For Scallon — who began a two-year term as president of the Wisconsin Medical Alumni Association (WMAA) Board of Directors on July 1, 2024 — staying active through various types of sports has been a driving force throughout her life. Even a bicycling mishap at age 18 had a “silver lining” that helped shape her future.
Recalling the accident, which occurred shortly after she graduated from high school in Madison, Wisconsin, she said, “I got pretty banged up, and my broken jaw had to be wired shut. It was difficult and painful, but it also was inspirational. The compassionate and skilled medical care I received when I was injured and scared has always stayed with me.”
That fall, she started college and later received a bachelor’s degree in zoology from the University of Wisconsin–Madison. Next, she earned a medical degree from the UW School of Medicine and Public Health (SMPH) and completed a psychiatry residency at University of Colorado–Denver and a child and adolescent psychiatry residency at UW Health.
“I knew I wanted to have a mission-driven career in a helping profession,” Scallon said. “My observations as a patient in the hospital sparked my interest in medicine.”
Scallon first worked in private practice and later became a clinical associate professor in the SMPH Department of Psychiatry’s Division of Child and Adolescent Psychiatry. There, she provided psychiatric care to children, adolescents, adults and families; taught and supervised medical students; led the SMPH consultation service to Madison public schools; facilitated the medical student elective, Healer’s Art, in which students explored issues like grief, death and dying; and served as the training director of the Child and Adolescent Psychiatry Residency Program.
Meanwhile, Scallon and her husband, Mark Redsten, raised their two children: Oliver, now an attorney in Chicago, and Genevieve, now a reporter in Milwaukee. For 20 years, their home’s front window overlooked the frequently visited playground at the kids’ grade school, Shorewood Hills Elementary.
Today, Scallon and Redsten — a fellow Badger and the longtime president and CEO of Clean Wisconsin, a statewide non-profit organization that focuses on clean water and air — live on Lake Mendota near UW–Madison. They enjoy kayaking, water skiing, spending time with friends on their pontoon boat, and walking past the beloved playground in Shorewood Hills.
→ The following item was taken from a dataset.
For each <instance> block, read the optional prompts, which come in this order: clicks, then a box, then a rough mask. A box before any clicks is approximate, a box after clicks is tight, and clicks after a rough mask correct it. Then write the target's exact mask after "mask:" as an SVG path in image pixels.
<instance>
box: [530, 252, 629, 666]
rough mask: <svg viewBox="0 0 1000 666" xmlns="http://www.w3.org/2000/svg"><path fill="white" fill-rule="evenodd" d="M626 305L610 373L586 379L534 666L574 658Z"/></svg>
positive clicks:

In 2016, while continuing her role as an SMPH clinical associate professor but leaving her practice in Madison, Scallon moved her career 63 miles east to Rogers Behavioral Health, which offers outpatient, inpatient, and residential care for patients of all ages. Initially serving as the medical director of an adolescent-residential-care unit, she was promoted in April 2024 to the role of senior medical director of Rogers’ Oconomowoc Campus. While overseeing 16 programs, she continues to serve as an attending psychiatrist on a 24-bed unit for adolescents with mood disorders. Generally, her patients have had multiple inpatient stays elsewhere before coming to Rogers for approximately eight weeks.
“Rogers’ Oconomowoc setting is on a beautiful, wooded campus situated on a lake. We offer outdoor lake activities, games and walking paths. It is a lovely, restorative place,” Scallon said, adding that the indoor facilities are equally inviting.
“Residential care is a great model. The kids are fully immersed in skills-based therapies, including cognitive and dialectical behavioral therapy, and behavioral activation aimed at developing coping skills to deal with depression and other mood disorders,” she explained.
In describing behavioral activation, Scallon said, “It is like our grandmothers used to tell us: if we are feeling down, we should get active or do something meaningful, such as helping someone. Rather than waiting to get ‘un-depressed’ to change our behavior, we change our behavior, and our mood will follow.”
This process involves routine tasks like maintaining hygiene and keeping a schedule; valued activities such as getting exercise or doing homework; and enjoyable activities such as listening to music or creating artwork.
“Small actions can result in micro mood improvements. If you take a shower or brush your teeth, you feel better than if you don’t. Through a series of micro mood improvements, eventually you say, ‘Today was a pretty good day.’ Your mood is often the last thing to get better, but you can start to feel good about your productivity,” Scallon explained. “We incorporate these activities into plans as the teens transition home.”
Residents’ structured days at Rogers often start with mindfulness practices, schoolwork, and recreation therapy. They may work in an on-site greenhouse, experience the ropes course, and engage in activities in the community, such as playing mini golf, going bowling, exploring museums, or visiting parks or an apple orchard.